There are many books that don’t live up to by memories of the first time I read them (as you’ll have noticed if you read my Movies and Books entries), but I was delighted Edgar Rice Burroughs’ Martian trilogy is as good as I remember.
While Burroughs is best known for creating Tarzan, his first book was A Princess of Mars, in which Virginia gentleman and Civil War veteran (by 1912, the idea of the Gallant Heroes On Both Sides had replaced old images of the South as traitors and slavers, so that was doable) John Carter is trapped by Apaches while prospecting for gold in the Southwest. Somehow his spirit is yanked form his body and transported to Mars (where it’s fully solid). Mars is a dying world where the limited resources (an air-making factory is the only thing sustaining life) have made the people hard, strong and singularly warlike.
Carter falls in first with the Tharks, a tribe of six-limbed green men, where he falls for their beautiful prisoner, Dejah Thoris (red-skinned, like the dominant human race of Mars). As he tries to return Dejah Thoris to her people while winning her love, he has to cope with monsters, green warriors, invading armies and other threats. Having finally won his woman and an honored place among the red men of Mars, he then sacrifices his life to keep the oxygen plant running, and wakes up restored to Earth.
It’s not often a writer can create a fictional archetype, but Burroughs created two. Tarzan is the definitive jungle man and Princess of Mars established the “planetary romance” a subgenre would go on to give us Adam Strange, Alan Akers Scorpio series and (god help us) John Norman’s Gor. While Burroughs wasn’t the first of this type or the last, he’s the one that endured best (Gor may endure, but it’s not the swashbuckling adventure that does it).
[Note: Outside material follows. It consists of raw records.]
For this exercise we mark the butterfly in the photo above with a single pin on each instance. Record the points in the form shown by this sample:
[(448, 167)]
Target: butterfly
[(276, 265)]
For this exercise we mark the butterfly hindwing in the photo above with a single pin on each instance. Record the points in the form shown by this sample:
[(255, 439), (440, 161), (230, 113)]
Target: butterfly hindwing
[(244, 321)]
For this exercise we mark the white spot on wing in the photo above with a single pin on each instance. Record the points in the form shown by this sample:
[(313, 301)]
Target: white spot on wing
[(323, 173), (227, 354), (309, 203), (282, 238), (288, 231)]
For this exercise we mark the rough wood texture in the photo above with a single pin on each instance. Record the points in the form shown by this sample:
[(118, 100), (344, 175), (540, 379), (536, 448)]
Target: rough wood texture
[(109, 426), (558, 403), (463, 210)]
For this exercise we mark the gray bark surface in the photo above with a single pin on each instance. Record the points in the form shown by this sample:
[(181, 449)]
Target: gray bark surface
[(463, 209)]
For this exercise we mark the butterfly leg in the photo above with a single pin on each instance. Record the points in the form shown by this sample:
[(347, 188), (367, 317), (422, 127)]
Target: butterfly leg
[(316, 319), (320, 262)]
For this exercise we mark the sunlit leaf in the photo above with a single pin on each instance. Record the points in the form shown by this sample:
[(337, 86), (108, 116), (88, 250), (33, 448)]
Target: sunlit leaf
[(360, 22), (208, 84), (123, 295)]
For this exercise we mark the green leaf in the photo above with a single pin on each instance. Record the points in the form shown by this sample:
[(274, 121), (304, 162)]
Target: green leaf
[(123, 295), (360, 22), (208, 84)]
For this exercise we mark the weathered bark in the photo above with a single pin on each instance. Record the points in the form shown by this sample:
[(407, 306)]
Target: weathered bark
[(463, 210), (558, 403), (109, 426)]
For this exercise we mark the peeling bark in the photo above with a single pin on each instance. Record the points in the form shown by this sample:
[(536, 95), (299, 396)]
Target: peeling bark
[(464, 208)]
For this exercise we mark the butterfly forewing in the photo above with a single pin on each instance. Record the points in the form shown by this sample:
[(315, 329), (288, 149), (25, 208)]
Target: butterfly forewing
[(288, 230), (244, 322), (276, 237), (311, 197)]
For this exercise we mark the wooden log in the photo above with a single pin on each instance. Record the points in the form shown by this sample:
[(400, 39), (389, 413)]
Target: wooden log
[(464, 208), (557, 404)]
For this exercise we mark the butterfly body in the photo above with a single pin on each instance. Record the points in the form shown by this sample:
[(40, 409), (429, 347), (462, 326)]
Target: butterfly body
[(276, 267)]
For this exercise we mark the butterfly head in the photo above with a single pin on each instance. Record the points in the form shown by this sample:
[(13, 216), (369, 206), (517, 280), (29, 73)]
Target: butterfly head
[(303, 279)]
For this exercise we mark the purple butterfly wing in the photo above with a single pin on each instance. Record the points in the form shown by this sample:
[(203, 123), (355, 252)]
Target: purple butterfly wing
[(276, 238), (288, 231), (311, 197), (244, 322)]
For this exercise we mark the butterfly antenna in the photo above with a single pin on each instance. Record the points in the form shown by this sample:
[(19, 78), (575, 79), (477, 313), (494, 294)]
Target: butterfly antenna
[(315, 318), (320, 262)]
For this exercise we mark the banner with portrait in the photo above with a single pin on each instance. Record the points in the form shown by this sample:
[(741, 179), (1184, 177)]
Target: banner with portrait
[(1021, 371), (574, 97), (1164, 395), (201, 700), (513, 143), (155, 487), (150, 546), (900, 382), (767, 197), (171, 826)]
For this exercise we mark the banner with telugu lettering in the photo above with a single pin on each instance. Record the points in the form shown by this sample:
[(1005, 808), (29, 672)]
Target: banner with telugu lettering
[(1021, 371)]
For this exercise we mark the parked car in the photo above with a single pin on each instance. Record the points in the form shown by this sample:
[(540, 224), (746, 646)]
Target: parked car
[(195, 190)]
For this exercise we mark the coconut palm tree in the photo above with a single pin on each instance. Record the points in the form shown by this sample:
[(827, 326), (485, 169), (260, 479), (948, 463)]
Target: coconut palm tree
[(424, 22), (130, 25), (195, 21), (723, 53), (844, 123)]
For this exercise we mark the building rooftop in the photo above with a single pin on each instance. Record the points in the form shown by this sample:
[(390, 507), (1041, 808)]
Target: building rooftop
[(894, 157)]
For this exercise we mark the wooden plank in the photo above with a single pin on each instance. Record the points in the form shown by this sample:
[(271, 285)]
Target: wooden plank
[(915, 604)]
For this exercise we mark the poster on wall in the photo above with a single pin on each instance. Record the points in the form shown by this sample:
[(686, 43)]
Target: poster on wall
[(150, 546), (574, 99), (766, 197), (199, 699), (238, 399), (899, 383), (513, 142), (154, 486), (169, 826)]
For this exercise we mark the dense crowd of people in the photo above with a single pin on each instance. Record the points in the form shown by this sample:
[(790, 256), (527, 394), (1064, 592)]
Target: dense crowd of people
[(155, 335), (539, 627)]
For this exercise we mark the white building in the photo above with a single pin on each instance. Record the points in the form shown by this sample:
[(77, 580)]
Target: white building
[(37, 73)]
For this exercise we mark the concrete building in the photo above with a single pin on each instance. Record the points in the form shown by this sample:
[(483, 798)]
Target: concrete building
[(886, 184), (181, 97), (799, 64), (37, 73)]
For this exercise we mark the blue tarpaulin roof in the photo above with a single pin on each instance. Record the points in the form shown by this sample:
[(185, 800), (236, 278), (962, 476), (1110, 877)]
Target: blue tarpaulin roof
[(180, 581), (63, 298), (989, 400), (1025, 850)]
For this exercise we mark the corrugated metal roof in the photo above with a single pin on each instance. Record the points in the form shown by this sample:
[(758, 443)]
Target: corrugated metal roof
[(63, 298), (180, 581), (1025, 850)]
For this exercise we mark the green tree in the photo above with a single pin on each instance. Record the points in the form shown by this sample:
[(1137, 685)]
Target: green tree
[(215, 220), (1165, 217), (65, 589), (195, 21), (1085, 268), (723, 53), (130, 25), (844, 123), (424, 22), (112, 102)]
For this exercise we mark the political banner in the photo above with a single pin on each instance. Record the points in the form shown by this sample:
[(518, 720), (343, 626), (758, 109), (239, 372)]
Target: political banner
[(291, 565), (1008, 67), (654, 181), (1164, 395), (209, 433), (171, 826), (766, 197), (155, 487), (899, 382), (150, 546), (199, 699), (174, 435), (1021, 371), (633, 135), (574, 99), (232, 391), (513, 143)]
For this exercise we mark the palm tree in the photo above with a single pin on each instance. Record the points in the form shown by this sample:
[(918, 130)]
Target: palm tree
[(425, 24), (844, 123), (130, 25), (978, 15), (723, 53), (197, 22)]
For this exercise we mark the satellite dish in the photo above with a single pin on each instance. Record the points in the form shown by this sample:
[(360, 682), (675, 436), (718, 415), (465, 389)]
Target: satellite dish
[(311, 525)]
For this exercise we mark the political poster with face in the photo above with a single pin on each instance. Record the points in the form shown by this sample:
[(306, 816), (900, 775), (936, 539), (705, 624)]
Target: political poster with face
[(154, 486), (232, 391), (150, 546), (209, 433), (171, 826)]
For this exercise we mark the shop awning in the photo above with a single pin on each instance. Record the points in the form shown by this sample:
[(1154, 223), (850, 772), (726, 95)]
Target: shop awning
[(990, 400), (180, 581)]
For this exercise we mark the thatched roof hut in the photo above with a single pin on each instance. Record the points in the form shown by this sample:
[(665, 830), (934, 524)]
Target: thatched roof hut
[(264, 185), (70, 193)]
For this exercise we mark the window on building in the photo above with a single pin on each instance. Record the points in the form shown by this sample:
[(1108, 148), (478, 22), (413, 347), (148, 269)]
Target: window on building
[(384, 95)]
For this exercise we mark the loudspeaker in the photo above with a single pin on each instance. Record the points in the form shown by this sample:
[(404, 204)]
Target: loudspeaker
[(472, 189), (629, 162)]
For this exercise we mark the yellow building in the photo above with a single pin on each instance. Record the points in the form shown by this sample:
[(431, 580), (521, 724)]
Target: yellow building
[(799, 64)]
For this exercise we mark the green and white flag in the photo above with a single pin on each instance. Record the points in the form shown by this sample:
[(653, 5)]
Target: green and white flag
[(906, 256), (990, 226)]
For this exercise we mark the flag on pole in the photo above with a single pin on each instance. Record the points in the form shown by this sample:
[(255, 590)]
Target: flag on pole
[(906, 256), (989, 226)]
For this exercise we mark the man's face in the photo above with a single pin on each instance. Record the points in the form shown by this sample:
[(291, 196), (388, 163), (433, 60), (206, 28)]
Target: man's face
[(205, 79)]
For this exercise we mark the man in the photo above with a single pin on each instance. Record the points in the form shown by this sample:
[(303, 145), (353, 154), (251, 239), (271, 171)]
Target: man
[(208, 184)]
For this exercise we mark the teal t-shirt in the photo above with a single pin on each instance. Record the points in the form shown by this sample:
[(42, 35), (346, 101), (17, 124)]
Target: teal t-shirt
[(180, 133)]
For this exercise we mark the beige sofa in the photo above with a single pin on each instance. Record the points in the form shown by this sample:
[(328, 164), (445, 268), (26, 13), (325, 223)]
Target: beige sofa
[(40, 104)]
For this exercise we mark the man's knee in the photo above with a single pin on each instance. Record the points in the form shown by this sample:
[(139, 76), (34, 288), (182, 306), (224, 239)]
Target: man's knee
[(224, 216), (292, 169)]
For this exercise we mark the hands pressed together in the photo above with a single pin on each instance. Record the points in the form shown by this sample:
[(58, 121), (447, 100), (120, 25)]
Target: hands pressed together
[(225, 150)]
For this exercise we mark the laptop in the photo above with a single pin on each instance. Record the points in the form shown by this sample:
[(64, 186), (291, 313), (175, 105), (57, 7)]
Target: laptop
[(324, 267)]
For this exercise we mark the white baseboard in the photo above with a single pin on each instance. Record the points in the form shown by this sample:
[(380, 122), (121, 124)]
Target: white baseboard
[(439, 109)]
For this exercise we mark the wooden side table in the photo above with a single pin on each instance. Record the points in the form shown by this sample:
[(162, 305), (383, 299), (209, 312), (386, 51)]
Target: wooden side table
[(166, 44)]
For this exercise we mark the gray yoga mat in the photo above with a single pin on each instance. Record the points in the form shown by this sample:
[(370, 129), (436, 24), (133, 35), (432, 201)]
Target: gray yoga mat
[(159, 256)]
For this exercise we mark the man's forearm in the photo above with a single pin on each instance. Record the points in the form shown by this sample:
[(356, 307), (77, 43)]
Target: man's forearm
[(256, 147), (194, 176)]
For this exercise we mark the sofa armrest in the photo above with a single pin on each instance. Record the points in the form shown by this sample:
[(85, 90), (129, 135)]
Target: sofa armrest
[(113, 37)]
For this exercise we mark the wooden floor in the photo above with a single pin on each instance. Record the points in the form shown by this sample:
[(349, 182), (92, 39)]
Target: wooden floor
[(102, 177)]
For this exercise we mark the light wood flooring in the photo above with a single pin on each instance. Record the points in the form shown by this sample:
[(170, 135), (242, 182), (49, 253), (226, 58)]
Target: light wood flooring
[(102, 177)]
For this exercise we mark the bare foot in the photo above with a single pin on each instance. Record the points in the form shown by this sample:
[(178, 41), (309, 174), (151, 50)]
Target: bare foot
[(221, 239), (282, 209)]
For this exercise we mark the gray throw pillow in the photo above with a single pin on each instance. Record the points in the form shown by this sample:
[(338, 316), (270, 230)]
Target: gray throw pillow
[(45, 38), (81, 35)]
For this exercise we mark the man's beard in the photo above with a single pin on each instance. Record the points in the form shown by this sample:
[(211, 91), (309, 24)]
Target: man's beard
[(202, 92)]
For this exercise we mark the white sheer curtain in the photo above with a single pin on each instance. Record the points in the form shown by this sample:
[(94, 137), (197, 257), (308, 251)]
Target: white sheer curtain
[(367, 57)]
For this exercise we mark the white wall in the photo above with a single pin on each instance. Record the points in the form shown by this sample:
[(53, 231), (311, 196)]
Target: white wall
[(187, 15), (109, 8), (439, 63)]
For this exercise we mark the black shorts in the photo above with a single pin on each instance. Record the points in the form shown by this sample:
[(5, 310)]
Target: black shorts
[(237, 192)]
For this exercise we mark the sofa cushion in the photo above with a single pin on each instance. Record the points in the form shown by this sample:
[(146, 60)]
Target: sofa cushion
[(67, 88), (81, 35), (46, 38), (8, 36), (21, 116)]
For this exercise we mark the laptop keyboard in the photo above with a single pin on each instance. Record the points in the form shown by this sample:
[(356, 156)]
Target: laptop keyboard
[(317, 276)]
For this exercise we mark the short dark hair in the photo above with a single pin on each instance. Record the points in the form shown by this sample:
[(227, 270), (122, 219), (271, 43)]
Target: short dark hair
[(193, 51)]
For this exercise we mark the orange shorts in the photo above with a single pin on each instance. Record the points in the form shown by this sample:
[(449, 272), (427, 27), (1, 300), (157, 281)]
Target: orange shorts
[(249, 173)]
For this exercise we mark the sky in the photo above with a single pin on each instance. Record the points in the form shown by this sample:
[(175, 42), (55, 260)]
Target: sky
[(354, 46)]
In its day, the novel seemed so outré, Burroughs submitted it under the pen name Normal Bean (i.e., I’m Not Crazy). It was a smash hit and led to the sequels Gods of Mars and Warlord of Mars; other Martian books followed, but the first three (which I reread in an omnibus edition finely illustrated by Thomas Yeats) form a united whole and stand apart.
In Gods, John Carter returns to Mars after ten years and finds himself in pell-mell battle first against the Therns—a white race that uses religion to control the rest of Barsoom—and then against the black pirates of a subterranean land. In Warlord, John Carter literally crosses pole to pole to rescue the imperiled Dejah Thoris. Both books move faster than Princess, which may mean Burroughs had a quick learning curve, or just evidence of how awkward origin stories are.
The books aren’t perfect. Burroughs relies heavily on coincidence; I can buy him materializing on Mars near his best friend in Gods, but to then wind up in a cell that by sheer coincidence holds his son?
We never get an explanation for Carter’s transportation (which I’m okay with) or how he learned to control it to travel back and forth to Earth (which bothers me more). Nor is there any explanation for the stated fact he’s also immortal; this makes him a fit mate for Dejah Thoris (Martians can live for a millenium) but I can see several other ways Burroughs could have made that work without dragging in a mystery.
And of course, Burroughs is the product of his time. Dejah Thoris is way tougher than most heroines of a century ago—faced with certain death, she never screams, faints or cries—but her role in the book is to love John and be rescued from A Fate Worse Than Death (which she’s threatened with a lot). If you require a story where the woman has a purpose apart from the hero, I don’t think this will work for you.
But I’ve got to admit, they sure work for me.